Ma is a Ph.D. candidate of computer science who works with Jundong Li, an assistant professor of electrical and computer engineering who holds joint appointments in computer science and the School of Data Science. Ma and Li co-authored the award-winning paper with a team from Microsoft Research; Ma collaborated with the Microsoft team during her summer 2021 internship, continuing their work when she returned to UVA Grounds.
Ma’s research focuses on causal inference and graph mining, to which she brings extensive research experience in active learning, crowdsourcing and distributed computing.
Hypergraphs — a sub-field of mathematics and graph theory — model interactions in a network in which a hyperedge (or link) can connect any number of nodes. The team took a fresh approach to studying hypergraphs by looking at causality. They focus on the problem of individual treatment effect estimation on hypergraphs to estimate how much an intervention affects an outcome, for example the extent to which wearing a face mask affects COVID-19 infection.
Previous studies have addressed causality through statistical methods that look at a link and its paired nodes in isolation. Statistical approaches assume that the outcome on one individual should not be influenced by the treatment assignments on other individuals, or that cause-and-effect occurs only between pairs of connected individuals. Ma and her co-authors argue that these assumptions are unrealistic when hypergraphs are applied to real-world problems that involve group interactions.

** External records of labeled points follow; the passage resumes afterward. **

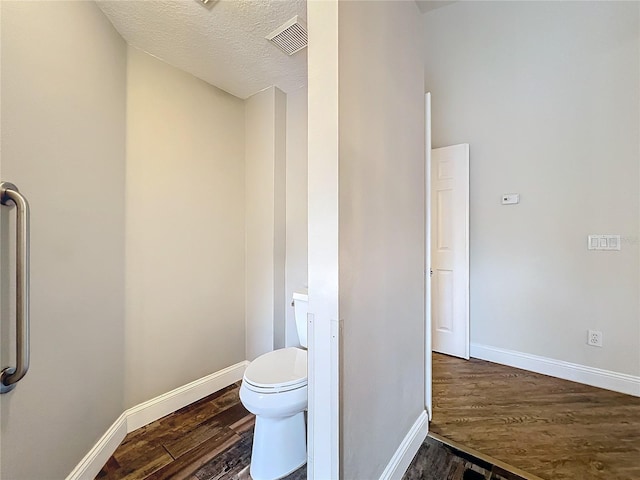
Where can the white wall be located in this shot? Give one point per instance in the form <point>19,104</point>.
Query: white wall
<point>296,214</point>
<point>185,228</point>
<point>381,230</point>
<point>265,157</point>
<point>547,95</point>
<point>63,143</point>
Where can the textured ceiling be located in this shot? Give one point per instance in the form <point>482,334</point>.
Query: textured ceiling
<point>222,44</point>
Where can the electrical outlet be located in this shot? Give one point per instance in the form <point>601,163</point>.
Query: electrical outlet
<point>594,338</point>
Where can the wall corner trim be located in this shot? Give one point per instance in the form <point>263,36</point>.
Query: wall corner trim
<point>148,412</point>
<point>596,377</point>
<point>407,449</point>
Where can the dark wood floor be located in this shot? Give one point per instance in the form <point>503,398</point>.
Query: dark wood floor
<point>550,428</point>
<point>209,439</point>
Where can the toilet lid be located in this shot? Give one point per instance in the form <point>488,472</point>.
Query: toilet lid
<point>286,367</point>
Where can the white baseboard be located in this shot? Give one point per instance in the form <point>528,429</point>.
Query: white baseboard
<point>150,411</point>
<point>93,461</point>
<point>169,402</point>
<point>596,377</point>
<point>401,460</point>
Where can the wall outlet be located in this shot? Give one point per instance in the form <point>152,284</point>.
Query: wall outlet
<point>594,338</point>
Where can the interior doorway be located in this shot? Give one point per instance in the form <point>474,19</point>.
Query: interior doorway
<point>449,235</point>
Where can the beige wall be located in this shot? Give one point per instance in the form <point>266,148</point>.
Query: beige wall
<point>63,143</point>
<point>546,94</point>
<point>185,228</point>
<point>265,129</point>
<point>381,236</point>
<point>296,214</point>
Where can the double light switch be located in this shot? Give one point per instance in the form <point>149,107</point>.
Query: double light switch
<point>604,242</point>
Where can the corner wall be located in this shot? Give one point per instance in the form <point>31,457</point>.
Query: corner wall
<point>265,130</point>
<point>185,228</point>
<point>297,202</point>
<point>63,144</point>
<point>381,231</point>
<point>547,95</point>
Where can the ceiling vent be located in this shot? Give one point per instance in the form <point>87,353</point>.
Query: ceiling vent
<point>290,37</point>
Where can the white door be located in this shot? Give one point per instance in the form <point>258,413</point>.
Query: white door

“In this work, we investigate high-order interference modeling, and propose a new causality learning framework powered by hypergraph neural networks,” Ma said. “Extensive experiments on real-world hypergraphs verify the superiority of our framework over existing baselines.”
The research that Ma presented at KDD ’22 advances Li’s goal to better understand cause and effect in human decision-making in the era of big data, for which he earned a prestigious National Science Foundation CAREER award. Li will use his $600,000 five-year award to develop a suite of sophisticated algorithms and mathematical models, informed by human experience and intuition, to find cause-and-effect relationships in a huge amount of data. His work has the potential for broad applications in public health and medicine in addition to education.